I do not really start at 9 a.m. each day and work through lunch; since our time sheet data does not include start and end times, I had to cheat by setting each day's first event's start time to 9 a.m. and using a java.util.Calendar to calculate when the next event should start, based on the entry's duration.

Other applications

Many other applications might make sense, in that browsing using an iCalendar client would be useful. However, although you could structure just about any data as an RSS or iCalendar document, the relevant question is whether it would be useful to be able to access that data from an RSS or iCalendar client. This is like asking whether you get anything you need for free; for example, our web-based time sheet application does not have full text search, but Apple iCal does, so the iCalendar feed is an easy way of getting search as well as browse.

With more work, you could use an iCalendar client to edit the underlying calendar data.

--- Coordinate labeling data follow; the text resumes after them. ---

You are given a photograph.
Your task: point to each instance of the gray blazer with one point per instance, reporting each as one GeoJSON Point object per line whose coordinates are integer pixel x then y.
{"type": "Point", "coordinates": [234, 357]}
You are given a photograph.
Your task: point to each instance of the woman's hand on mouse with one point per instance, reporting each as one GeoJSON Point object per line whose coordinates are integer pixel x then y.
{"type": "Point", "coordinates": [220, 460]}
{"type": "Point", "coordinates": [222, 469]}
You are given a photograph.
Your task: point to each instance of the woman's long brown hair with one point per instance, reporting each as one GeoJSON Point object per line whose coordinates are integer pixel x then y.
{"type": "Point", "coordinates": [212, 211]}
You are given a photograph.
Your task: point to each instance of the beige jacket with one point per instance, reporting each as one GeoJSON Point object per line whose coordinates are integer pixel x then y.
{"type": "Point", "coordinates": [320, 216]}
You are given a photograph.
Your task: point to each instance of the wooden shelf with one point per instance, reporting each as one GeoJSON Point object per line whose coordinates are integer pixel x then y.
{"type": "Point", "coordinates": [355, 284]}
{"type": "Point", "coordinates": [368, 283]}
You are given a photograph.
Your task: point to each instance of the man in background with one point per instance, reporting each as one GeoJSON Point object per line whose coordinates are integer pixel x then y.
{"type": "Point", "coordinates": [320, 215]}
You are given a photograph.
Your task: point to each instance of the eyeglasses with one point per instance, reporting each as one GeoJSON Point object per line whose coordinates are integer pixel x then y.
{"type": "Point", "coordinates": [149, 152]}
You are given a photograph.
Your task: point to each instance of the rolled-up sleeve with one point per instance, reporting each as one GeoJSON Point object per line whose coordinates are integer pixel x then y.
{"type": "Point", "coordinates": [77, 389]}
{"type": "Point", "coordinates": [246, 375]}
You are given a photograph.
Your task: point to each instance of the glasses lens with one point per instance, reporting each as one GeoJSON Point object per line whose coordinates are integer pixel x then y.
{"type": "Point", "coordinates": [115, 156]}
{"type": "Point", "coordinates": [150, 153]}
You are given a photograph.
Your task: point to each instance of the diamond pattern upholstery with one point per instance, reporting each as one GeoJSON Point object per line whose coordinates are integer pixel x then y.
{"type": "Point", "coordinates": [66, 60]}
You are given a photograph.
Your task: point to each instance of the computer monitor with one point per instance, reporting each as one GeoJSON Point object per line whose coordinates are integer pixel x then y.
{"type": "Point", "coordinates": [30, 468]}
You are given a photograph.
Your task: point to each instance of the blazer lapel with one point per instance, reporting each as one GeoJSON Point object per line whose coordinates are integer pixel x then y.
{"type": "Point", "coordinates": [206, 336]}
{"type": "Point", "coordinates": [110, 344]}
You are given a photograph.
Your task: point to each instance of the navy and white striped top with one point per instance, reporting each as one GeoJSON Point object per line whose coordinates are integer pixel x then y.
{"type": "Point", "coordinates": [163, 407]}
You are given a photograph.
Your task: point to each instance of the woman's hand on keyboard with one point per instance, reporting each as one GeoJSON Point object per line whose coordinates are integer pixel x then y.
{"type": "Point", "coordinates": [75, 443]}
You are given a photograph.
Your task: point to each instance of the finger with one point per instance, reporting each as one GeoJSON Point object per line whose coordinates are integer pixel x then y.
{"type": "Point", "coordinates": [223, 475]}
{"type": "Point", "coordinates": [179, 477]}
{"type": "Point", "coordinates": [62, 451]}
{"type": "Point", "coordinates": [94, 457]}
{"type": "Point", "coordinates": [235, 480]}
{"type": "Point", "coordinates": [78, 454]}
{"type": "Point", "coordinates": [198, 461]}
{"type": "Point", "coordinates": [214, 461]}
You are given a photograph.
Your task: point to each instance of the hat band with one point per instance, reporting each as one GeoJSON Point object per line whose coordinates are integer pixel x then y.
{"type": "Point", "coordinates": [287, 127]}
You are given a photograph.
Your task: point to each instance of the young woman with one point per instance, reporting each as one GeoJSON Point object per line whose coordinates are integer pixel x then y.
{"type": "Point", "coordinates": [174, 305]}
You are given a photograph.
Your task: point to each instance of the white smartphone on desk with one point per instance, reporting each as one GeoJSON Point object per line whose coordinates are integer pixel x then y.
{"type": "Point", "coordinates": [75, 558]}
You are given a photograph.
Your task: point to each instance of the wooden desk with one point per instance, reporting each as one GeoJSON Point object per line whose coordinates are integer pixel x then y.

Apple iCal does not support editing a calendar you have subscribed to; Mozilla Calendar and KOrganizer do, but this is not always reliable.

iCalendar also includes 'to do' items, so it might be useful to extend the time sheet example to add a to do item for each working day that has missing time sheet entries.

The time sheet example works well, because the entries have the right kind of time scale to view in a calendar application - generally more than half an hour and less than a day. For more fine-grained data, such as a log file, you could use the calendar to break the data into one-hour chunks, and then put 60 minutes' worth of log file in the description of each event.